BECAS
CARRUTHERS Juan AndrÉs
congresos y reuniones científicas
Título:
How are software datasets constructed in Empirical Software Engineering studies? A systematic mapping study
Autor/es:
JUAN ANDRÉS CARRUTHERS; JORGE ANDRÉS DIAZ-PACE; EMANUEL IRRAZÁBAL
Lugar:
Gran Canaria
Reunión:
Conferencia; Euromicro Conference on Software Engineering and Advanced Applications (SEAA); 2022
Institución organizadora:
Euromicro
Resumen:
Context: Software projects are common inputs in Empirical Software Engineering (ESE) studies, although they are often selected with ad-hoc strategies that reduce the generalizability of the results. An alternative is the usage of available datasets of software projects, which should be current and follow explicit rules for ensuring their validity over time. Goal: In this context, it is important to assess the general state of software datasets in terms of purpose, last update, project characterization, source code metrics, and tools to extract source-code-related artifacts.
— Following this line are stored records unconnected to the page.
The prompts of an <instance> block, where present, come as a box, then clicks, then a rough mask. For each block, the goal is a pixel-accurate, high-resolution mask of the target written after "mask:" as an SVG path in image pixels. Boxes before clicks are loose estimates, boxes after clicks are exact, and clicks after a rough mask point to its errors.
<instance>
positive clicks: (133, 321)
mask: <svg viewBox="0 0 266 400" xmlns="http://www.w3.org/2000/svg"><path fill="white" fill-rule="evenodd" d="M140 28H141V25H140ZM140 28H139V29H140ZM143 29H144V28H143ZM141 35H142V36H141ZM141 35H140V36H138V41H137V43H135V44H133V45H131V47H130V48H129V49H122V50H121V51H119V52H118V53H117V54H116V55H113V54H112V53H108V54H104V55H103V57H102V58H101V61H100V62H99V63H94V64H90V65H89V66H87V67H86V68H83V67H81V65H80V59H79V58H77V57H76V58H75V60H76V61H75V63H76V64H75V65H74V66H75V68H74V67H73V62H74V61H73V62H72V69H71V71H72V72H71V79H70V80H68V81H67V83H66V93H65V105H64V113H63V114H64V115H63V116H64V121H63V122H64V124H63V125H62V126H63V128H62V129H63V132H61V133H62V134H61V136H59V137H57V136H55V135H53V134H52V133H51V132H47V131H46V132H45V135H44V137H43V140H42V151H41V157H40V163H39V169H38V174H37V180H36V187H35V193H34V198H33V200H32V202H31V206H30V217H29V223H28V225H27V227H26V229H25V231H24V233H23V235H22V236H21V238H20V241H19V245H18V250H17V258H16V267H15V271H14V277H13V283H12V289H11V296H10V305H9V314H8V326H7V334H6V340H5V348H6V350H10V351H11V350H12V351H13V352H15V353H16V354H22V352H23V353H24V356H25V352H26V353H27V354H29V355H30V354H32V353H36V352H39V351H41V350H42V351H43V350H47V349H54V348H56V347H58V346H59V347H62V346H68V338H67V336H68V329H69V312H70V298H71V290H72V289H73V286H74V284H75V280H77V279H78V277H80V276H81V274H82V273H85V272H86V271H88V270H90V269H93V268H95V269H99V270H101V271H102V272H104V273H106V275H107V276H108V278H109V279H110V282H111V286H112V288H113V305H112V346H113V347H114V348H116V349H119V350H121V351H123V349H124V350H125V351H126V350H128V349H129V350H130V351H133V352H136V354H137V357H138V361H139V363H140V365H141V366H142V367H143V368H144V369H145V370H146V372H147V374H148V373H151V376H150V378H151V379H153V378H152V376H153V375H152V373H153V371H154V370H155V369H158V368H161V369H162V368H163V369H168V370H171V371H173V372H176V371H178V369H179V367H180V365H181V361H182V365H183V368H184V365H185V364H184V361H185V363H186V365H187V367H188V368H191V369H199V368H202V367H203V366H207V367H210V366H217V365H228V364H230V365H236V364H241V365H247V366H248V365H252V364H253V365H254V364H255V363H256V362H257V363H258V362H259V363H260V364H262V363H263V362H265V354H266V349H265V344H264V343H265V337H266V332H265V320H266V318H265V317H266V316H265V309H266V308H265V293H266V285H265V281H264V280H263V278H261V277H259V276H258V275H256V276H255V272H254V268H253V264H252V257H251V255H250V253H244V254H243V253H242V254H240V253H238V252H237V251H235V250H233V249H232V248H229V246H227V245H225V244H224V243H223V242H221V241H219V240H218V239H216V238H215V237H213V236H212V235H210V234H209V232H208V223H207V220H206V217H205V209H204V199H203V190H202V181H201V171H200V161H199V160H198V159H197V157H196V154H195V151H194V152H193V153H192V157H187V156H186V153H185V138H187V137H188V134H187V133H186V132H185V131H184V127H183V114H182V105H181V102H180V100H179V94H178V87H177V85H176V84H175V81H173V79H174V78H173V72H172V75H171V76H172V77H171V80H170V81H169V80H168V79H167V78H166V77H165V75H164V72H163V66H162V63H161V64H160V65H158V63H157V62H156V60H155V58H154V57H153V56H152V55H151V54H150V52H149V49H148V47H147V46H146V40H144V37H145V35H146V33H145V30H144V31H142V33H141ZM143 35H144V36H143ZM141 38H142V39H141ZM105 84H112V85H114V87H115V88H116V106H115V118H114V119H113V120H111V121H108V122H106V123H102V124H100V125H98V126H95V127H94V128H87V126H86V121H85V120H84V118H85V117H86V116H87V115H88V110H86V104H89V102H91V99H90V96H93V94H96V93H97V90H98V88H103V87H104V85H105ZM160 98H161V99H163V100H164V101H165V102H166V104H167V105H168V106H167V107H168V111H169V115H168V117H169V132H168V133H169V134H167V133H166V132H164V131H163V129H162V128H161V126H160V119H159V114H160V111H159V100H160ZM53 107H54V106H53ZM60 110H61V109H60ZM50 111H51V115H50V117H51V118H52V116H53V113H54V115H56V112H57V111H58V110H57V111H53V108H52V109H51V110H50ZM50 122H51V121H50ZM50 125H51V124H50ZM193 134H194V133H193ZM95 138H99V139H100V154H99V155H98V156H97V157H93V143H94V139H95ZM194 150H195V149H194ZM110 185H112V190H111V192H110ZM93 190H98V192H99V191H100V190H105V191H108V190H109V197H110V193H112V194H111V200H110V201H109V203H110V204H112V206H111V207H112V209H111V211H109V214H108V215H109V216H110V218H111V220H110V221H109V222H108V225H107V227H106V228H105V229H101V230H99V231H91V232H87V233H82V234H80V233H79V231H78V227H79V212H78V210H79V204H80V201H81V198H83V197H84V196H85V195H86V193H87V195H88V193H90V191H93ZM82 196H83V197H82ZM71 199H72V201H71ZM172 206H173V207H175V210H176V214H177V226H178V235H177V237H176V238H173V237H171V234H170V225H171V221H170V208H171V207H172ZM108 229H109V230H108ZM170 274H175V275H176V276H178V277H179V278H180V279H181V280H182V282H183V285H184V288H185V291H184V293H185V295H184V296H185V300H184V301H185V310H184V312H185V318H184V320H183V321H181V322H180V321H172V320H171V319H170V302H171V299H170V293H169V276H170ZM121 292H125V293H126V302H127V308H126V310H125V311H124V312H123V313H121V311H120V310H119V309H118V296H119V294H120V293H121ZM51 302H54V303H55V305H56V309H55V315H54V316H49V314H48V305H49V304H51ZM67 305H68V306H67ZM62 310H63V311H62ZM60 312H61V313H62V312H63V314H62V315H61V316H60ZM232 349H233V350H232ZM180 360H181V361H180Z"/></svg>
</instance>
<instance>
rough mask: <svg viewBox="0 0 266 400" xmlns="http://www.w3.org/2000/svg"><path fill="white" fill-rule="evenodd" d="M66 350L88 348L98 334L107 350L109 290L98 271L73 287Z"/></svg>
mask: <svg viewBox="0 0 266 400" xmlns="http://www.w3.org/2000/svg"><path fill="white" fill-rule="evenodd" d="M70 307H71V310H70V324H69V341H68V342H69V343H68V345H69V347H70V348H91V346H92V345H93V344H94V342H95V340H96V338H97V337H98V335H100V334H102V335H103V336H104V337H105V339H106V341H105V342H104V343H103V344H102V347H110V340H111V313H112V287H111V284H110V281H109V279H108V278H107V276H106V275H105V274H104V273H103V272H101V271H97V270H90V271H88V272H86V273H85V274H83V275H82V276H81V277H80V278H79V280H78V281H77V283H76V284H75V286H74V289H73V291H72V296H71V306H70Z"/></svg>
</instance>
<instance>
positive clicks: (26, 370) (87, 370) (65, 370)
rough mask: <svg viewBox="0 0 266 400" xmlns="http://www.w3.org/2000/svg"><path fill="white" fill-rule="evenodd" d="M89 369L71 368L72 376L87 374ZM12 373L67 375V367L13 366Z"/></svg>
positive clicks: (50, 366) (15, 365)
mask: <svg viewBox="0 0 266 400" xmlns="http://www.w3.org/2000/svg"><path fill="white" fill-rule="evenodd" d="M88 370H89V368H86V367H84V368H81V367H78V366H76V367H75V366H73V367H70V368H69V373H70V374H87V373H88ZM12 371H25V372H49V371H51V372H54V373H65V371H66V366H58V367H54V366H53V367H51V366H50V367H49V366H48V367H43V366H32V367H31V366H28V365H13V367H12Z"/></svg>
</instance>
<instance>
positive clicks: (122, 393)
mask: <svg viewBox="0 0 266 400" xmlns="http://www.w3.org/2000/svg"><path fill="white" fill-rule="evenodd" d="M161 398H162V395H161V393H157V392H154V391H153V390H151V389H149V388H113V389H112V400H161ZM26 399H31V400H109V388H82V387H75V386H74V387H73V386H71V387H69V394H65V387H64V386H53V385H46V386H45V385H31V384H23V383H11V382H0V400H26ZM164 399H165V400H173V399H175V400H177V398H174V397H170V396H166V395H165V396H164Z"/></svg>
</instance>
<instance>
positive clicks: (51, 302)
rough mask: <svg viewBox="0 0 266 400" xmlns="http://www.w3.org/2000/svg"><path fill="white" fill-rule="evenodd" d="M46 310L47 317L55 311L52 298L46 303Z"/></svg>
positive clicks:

Method: We conducted a systematic mapping study retrieving software datasets used in ESE studies published from January 2013 to December 2021. Results: We selected 74 datasets created mainly for software defects, software estimation, and software maintainability studies. The majority of these datasets (64%) explicitly stated the characteristics to select the projects, and the most common programming languages were Java and C. Conclusions: Our study identified scarce efforts to keep datasets updated over time and also provides recommendations to support their construction and consumption for ESE studies.